Sunday, May 1, 2011

Number the Stars

by Louis Lowry
A story about courage and bravery.  A story about the integrity of the people in Copenhagen, Denmark after the Nazis invaded their community.
This narrative is told through the eyes of ten-year –old Annemarie Johnson.  Initially, when the Germans took over Copenhagen in 1943, life continued as usual for Annemarie.  It wasn’t until the Nazi persecution of the Jewish people begins, when everything changes.  A rabbi told his congregation that the Nazis had taken the synagogue’s list of all the Jews to include their names and addresses.  Annemarie’s family agrees to take in a Jewish child who was a friend of Annemarie.  Thus, Annemarie’s family becomes involved in the Resistance effort.  Annemarie’s friend, Ellen Rosen, poses as Annemarie’s dead sister Lise. 
Annemarie begins to question the adults in her life as she learns that her mother and uncle are discussing the death of a relative that Annemarie is sure does not exist.  Her uncle explains to her that they are all trying to be brave. “It is much easier to be brave if you don’t know everything.” 
Annemarie has an opportunity to show tremendous bravery as she is running through the woods to bring her uncle an envelope.  She has no idea what is in the envelope, but she know it is crucial for the relocation effort to be a success.  She does it and is stopped by the German police.  The suspense and intensity is deeply felt, not knowing what would happen to Annemarie or the people on her uncle’s boat.  Annemarie was successful and she was able to act the role of the innocent child because she honestly didn’t know what was in the envelope.

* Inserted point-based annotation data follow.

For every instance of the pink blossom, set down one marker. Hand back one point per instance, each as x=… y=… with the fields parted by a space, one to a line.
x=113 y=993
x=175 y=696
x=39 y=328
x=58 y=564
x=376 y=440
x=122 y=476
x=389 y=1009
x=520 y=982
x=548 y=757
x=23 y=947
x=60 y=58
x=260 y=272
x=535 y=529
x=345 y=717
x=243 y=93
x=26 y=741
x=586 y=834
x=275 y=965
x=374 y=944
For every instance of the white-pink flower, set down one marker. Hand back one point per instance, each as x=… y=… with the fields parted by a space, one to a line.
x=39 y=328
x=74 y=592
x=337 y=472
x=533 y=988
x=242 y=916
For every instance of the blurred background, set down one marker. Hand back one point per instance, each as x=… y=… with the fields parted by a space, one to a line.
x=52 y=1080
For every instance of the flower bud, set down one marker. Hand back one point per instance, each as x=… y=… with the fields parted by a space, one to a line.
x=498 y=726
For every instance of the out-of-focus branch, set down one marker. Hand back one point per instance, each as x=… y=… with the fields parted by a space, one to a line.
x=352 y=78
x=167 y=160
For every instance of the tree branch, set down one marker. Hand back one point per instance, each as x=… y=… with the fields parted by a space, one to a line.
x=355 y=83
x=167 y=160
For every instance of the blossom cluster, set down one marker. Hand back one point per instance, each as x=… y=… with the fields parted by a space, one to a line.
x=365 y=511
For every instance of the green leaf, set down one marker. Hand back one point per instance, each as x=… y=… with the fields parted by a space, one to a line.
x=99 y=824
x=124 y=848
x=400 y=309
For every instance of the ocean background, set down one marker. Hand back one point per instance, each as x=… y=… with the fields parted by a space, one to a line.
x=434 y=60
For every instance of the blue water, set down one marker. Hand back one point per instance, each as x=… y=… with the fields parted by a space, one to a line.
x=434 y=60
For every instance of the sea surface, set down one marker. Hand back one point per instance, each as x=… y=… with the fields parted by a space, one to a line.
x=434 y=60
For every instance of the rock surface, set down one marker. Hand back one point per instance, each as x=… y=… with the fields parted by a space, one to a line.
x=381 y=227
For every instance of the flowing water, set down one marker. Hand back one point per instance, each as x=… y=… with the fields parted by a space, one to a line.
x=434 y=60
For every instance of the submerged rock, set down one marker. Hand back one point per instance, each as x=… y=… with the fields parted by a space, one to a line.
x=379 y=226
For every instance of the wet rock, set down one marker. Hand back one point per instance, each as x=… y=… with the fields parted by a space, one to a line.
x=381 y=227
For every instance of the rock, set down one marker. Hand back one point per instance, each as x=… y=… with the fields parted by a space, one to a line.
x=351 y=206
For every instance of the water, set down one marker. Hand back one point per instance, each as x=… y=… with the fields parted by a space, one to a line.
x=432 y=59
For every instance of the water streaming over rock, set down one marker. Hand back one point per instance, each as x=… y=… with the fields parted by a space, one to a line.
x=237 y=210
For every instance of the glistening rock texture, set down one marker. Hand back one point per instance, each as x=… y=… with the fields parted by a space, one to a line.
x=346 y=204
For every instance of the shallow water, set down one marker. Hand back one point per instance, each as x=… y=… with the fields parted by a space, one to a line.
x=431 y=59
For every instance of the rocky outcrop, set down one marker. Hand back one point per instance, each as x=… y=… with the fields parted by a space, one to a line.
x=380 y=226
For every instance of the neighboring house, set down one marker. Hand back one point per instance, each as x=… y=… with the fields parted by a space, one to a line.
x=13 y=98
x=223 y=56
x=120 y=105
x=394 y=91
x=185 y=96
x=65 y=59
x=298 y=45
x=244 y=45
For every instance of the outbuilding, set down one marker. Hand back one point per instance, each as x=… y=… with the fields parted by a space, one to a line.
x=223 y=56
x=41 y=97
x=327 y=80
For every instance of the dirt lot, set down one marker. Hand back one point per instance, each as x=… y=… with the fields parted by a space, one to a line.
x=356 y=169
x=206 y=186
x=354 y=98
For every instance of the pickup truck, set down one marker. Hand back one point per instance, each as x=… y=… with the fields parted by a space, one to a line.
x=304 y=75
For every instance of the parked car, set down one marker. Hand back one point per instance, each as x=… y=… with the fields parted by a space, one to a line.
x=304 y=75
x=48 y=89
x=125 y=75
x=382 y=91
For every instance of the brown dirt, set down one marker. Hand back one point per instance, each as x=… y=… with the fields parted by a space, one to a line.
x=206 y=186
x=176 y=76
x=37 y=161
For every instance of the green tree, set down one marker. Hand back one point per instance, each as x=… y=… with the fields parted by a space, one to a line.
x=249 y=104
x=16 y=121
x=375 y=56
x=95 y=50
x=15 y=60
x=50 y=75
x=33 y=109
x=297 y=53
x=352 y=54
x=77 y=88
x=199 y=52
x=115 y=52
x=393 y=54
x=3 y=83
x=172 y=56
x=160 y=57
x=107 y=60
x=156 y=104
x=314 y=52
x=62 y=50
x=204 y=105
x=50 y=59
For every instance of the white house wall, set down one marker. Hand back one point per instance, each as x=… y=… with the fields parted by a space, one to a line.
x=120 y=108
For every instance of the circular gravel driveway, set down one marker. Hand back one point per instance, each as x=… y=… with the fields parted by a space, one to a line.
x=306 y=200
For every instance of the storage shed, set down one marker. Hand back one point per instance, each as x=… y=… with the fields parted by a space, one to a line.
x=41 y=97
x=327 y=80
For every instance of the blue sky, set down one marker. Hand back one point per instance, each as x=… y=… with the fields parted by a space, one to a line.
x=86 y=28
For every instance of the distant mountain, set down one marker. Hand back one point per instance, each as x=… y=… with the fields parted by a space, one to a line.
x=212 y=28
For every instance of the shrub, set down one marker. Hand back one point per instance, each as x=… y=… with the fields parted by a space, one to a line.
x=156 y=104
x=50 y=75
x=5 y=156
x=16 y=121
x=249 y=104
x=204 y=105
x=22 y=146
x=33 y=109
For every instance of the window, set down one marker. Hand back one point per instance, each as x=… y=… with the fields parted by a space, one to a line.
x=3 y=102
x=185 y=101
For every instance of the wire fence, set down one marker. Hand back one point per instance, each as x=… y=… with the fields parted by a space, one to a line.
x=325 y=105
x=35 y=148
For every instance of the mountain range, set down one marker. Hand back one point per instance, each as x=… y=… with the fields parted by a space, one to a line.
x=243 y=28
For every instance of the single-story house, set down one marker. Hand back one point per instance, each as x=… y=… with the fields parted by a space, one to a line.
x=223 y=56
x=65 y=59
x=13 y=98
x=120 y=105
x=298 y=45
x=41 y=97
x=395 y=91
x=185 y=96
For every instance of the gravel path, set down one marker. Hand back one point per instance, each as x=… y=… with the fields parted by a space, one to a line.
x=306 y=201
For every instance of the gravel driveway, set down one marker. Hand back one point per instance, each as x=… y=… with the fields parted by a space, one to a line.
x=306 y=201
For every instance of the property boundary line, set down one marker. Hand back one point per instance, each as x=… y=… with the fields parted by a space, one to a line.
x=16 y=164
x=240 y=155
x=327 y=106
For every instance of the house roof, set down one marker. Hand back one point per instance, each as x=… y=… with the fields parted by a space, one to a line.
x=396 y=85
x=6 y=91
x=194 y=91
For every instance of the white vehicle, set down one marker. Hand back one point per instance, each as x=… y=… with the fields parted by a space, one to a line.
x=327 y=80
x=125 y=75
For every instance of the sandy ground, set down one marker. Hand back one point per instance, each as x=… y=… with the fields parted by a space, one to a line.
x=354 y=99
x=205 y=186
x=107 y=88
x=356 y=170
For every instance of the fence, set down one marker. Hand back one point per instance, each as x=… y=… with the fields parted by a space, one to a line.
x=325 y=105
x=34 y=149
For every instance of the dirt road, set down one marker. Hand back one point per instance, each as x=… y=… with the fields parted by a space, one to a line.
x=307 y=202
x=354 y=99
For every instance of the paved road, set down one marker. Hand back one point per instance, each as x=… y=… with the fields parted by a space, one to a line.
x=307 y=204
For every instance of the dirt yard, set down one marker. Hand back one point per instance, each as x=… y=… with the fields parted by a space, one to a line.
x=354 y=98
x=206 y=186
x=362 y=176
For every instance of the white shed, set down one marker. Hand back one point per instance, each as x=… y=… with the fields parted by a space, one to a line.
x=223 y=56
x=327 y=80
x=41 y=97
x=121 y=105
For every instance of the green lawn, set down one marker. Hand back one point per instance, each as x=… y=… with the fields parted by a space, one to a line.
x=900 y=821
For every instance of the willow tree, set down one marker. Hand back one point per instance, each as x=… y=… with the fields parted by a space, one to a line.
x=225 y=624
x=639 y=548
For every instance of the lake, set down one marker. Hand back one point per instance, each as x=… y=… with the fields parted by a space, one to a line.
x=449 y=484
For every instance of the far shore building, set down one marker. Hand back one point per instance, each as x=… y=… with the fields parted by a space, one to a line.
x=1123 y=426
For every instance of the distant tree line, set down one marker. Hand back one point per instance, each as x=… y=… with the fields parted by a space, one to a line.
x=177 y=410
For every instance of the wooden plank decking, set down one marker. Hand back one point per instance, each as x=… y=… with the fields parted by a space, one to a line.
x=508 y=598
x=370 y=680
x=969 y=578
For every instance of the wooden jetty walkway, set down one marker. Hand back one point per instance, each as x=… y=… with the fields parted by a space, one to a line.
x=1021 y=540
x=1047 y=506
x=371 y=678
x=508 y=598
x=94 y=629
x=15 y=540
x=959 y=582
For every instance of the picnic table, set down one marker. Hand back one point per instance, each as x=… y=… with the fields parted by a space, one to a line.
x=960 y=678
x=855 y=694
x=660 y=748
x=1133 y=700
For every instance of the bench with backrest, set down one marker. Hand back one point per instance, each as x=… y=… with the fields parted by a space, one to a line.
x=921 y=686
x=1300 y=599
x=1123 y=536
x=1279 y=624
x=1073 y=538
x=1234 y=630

 Lowry includes an afterword in her book to clarify questions the reader may have.  She explains that Annemarie Johnson is fictitious, although she has a friend Annelise Platt who lived in Copenhagen during the time of the German occupation.  After reading there was a handkerchief in the envelope I was wondering why?  What could that be symbolic of?  Why a handkerchief?  The handkerchief really was a part of history.  “After the Nazis began to use police dogs to sniff out hidden passengers on the fishing boats, Swedish scientists worked swiftly to prevent such detection.  They created a powerful powder composed of dried rabbit’s blood and cocaine; the blood attracted the dogs, and when they sniffed at it, the cocaine numbed their noses and destroyed, temporarily, their sense of smell.  Almost every boat captain used such a permeated handkerchief, and many lives were saved by the device.” 
Lowry does a great job creating the sense of realism.  There is an authentic setting and dialogue during this period in time.  The characters’ responses to the historical events were real.  There is such power behind her words.  One must reflect on that time period and the courage of the people.  Especially, a child.  If I was ten, would I have had the courage to do what Annemarie did?  Ellen was lucky to leave with her family.  There are others whose children left alone.  It is hard to imagine what it was like for the children and the parents.  Great literature like this brings these stories to life.  Children are able to have a better understanding of the past and hopefully an appreciation for their life as it is today. 
Lowry ends her afterword with a paragraph from a letter written by Kim Malthe-Bruun.  Kim was part of the Resistance.  He was captured and executed when he was twenty-one.  This was from a letter he had written to his mother the night before he was put to death.
….. and I want you all to remember--- that you must not dream yourselves back to the times before the war, but the dream for you all, young and old, must be to create an ideal of human decency, and not a narrow-minded and prejudiced one.  That is the great gift our country hungers for, something every little peasant boy can look forward to, and with pleasure feel he is a part of – something he can work and fight for.
I believe we still hunger for this today.  After reading this, one must reflect and think about how each one of us can make a difference.